Em 1 ano e 9 meses na Presidência do TSE, a ministra Rosa Weber comandou as Eleições Gerais de 2018, incentivou a participação feminina na política, intensificou o combate à desinformação no processo eleitoral, investiu no processamento eletrônico, implantou o julgamento virtual e conduziu com maestria as sessões jurisdicionais e administrativas no Plenário da Corte.

Quinquagésima-terceira presidente do Tribunal Superior Eleitoral, a ministra Rosa Weber assumiu o cargo no dia 14 de agosto de 2018. Menos de dois meses após sua posse, enfrentou o desafio de comandar as eleições gerais, caracterizadas por um ambiente de ânimos acirrados, de extrema polarização e por ataques dirigidos à Justiça Eleitoral por meio da disseminação de desinformação.

Na opinião do secretário-geral do TSE, Estêvão Waterloo, a postura serena e firme da presidente Rosa Weber na condução do processo eleitoral assegurou a alternância do poder com absoluto respeito aos ditames constitucionais, contribuiu para o fortalecimento do processo democrático e marcou sua gestão na Presidência da Corte Eleitoral.

Anderson Vidal Corrêa, diretor-geral do TSE, ressalta que a ministra Rosa Weber comandou as eleições de forma exemplar, ao combater a disseminação de informações falsas com informações verdadeiras, rápidas e consistentes, sem recorrer à esfera judicial. Ele também destaca a realização do Seminário Internacional Fake News e Eleições como “um momento de aprendizado para todos, e que trouxe para a Justiça Eleitoral instrumentos e treinamentos que viabilizaram nossas análises sobre o combate à desinformação”.

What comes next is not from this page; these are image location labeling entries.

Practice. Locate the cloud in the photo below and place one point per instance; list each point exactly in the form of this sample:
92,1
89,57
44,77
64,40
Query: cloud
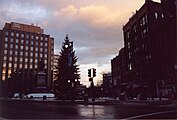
95,26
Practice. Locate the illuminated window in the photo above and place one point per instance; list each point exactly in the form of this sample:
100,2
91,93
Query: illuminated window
27,36
10,52
6,39
21,59
32,43
7,33
130,66
41,49
11,40
5,57
156,15
11,46
16,41
17,34
31,54
6,45
22,35
22,41
5,52
12,33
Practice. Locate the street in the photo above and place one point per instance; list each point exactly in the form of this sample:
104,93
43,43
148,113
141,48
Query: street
40,110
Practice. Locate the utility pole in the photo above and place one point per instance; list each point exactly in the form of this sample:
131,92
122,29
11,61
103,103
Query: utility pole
91,75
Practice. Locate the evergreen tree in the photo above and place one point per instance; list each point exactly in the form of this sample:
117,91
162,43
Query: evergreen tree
67,73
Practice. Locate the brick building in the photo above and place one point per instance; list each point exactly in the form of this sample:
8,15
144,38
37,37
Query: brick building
22,47
150,51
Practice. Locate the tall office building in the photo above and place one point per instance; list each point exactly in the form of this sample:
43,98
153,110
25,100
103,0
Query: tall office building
22,47
150,52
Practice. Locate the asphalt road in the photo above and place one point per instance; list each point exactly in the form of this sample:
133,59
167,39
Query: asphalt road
37,110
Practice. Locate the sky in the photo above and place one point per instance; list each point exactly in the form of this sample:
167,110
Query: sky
95,27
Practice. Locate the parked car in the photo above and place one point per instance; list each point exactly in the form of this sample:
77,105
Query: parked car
19,96
43,96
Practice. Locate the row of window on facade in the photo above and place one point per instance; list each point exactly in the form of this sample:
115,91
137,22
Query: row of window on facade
142,22
12,40
146,59
21,53
9,69
27,48
22,35
21,59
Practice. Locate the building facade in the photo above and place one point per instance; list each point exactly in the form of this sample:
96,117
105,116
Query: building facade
22,47
150,51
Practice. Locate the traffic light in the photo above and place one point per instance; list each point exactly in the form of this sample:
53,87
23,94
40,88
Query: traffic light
89,72
94,72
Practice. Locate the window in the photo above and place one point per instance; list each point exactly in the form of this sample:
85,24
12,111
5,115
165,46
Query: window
26,48
10,65
11,40
26,53
5,52
156,15
16,47
27,36
32,43
32,48
41,49
11,46
128,44
37,37
36,54
10,52
36,43
17,34
36,60
16,53
6,45
45,50
15,59
26,66
21,53
46,39
21,59
129,55
5,58
36,49
16,41
22,41
32,36
7,33
27,42
31,54
12,33
26,60
22,35
130,66
10,58
163,15
45,56
6,39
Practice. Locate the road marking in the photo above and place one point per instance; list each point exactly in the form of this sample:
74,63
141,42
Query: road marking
150,114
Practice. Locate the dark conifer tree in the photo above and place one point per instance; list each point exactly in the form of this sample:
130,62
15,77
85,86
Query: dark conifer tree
67,73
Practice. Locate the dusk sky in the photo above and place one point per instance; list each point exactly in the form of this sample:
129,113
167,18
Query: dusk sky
95,26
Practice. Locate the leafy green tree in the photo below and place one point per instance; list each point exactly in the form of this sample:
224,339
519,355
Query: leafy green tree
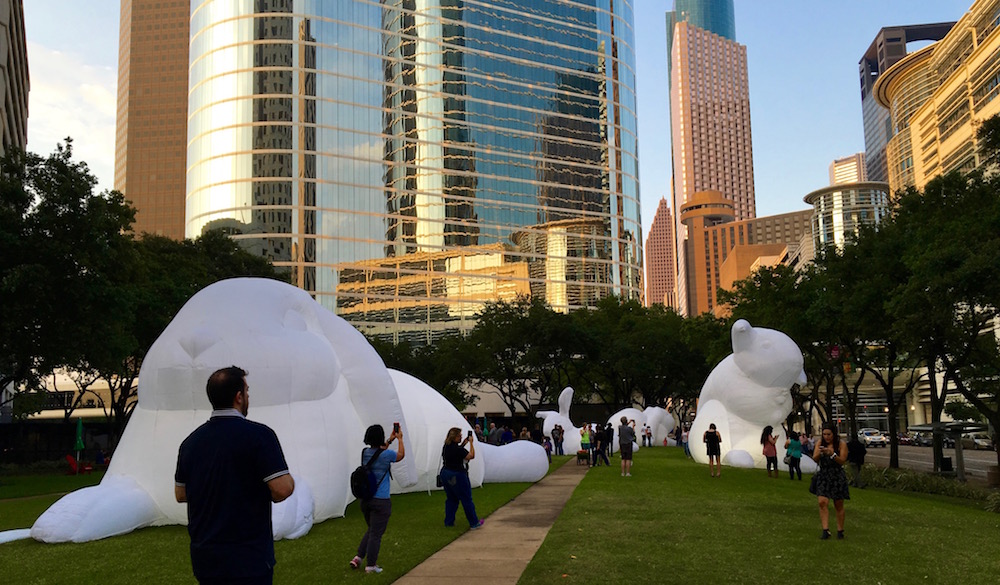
951,295
61,250
961,410
496,353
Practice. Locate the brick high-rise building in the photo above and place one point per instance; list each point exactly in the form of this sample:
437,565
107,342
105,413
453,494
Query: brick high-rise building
151,134
661,266
709,121
14,69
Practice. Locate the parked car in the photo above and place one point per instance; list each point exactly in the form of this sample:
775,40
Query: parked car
872,438
977,441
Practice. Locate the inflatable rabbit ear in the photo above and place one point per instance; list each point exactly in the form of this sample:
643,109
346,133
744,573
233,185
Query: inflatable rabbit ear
565,401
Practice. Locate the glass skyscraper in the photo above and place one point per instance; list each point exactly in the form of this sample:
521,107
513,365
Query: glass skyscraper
407,160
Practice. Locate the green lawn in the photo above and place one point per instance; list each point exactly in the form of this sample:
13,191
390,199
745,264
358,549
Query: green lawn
672,523
160,555
669,523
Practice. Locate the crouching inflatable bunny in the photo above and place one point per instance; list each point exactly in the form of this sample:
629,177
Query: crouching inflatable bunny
315,381
746,392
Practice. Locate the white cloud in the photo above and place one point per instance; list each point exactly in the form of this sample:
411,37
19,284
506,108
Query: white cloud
71,97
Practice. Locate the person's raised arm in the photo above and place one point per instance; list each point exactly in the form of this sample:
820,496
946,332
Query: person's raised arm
472,449
281,487
401,452
841,457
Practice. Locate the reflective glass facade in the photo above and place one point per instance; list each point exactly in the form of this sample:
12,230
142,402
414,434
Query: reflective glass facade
840,210
407,160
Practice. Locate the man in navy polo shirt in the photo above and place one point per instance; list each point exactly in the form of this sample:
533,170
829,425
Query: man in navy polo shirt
229,470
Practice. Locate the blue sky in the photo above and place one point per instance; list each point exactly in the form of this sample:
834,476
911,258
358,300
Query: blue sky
803,60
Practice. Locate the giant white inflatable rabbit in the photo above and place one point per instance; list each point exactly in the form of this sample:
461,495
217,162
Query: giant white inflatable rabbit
749,390
315,380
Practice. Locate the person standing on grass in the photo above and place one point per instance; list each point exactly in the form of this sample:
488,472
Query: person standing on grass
713,446
830,482
585,443
626,437
601,447
229,472
769,442
793,448
493,438
557,437
377,509
455,477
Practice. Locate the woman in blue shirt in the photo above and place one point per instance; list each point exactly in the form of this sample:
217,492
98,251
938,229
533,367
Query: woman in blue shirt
378,509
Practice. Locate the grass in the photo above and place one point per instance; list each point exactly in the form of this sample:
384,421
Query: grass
160,555
669,523
672,523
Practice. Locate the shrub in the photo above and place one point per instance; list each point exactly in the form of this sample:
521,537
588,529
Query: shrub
924,483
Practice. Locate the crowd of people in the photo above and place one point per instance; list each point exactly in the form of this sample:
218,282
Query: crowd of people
230,470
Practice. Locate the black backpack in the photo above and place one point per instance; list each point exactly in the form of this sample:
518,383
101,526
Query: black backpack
363,482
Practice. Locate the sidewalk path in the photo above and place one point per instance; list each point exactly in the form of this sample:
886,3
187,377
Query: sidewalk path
498,553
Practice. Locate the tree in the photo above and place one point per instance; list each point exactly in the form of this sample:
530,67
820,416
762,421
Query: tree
962,410
952,291
61,249
496,351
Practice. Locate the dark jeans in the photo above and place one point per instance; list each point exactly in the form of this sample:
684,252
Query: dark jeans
376,512
793,466
458,489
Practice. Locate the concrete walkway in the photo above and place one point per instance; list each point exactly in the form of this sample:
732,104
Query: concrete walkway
498,552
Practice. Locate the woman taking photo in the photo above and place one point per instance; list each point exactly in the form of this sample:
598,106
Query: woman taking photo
455,477
713,442
770,449
377,509
830,482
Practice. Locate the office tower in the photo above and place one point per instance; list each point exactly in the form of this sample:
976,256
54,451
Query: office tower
888,47
14,68
151,133
408,161
709,121
660,263
850,169
841,209
937,98
716,236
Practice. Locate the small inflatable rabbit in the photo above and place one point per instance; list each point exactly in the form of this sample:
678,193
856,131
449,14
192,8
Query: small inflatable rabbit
746,392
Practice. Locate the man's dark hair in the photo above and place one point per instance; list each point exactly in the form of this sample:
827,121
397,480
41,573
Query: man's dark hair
223,386
375,436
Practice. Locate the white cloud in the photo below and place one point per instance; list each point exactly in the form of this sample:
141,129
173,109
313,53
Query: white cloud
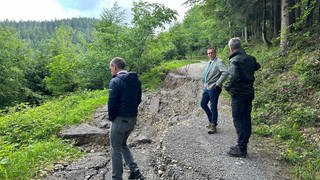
34,10
52,9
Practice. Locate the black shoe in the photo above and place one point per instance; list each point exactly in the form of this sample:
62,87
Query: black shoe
135,175
236,151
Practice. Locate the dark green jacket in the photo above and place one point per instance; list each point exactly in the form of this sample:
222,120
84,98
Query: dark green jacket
242,68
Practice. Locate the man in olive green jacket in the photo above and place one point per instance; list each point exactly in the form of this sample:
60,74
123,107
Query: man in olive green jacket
213,76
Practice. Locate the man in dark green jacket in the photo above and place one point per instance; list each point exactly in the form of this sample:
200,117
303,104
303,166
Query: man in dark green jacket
240,86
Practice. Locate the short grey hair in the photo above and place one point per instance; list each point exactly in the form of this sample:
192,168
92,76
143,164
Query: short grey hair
118,62
234,43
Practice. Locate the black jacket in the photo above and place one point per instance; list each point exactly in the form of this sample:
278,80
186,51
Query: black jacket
242,68
124,95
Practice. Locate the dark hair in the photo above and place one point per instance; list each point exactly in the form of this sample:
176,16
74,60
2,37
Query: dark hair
213,49
118,62
235,43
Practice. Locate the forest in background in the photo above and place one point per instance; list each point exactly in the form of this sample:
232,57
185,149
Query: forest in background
44,60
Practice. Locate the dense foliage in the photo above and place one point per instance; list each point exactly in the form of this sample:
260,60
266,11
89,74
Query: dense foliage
28,134
41,60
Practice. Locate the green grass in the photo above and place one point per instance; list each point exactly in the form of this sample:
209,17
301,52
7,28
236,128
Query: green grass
152,79
28,137
286,104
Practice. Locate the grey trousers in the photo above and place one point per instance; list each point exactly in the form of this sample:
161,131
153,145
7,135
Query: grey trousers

Para o juiz auxiliar da Presidência do TSE Ricardo Fioreze, a gestão da ministra Rosa Weber foi evidenciada por dois momentos emblemáticos da história recente do país: o pleito geral de 2018 e a crise ocasionada pela pandemia provocada pelo novo coronavírus (responsável pela Covid-19), que impôs a necessidade de rápidas decisões envolvendo a adoção de formas diferenciadas de execução das atividades, como o teletrabalho e os julgamentos por videoconferência.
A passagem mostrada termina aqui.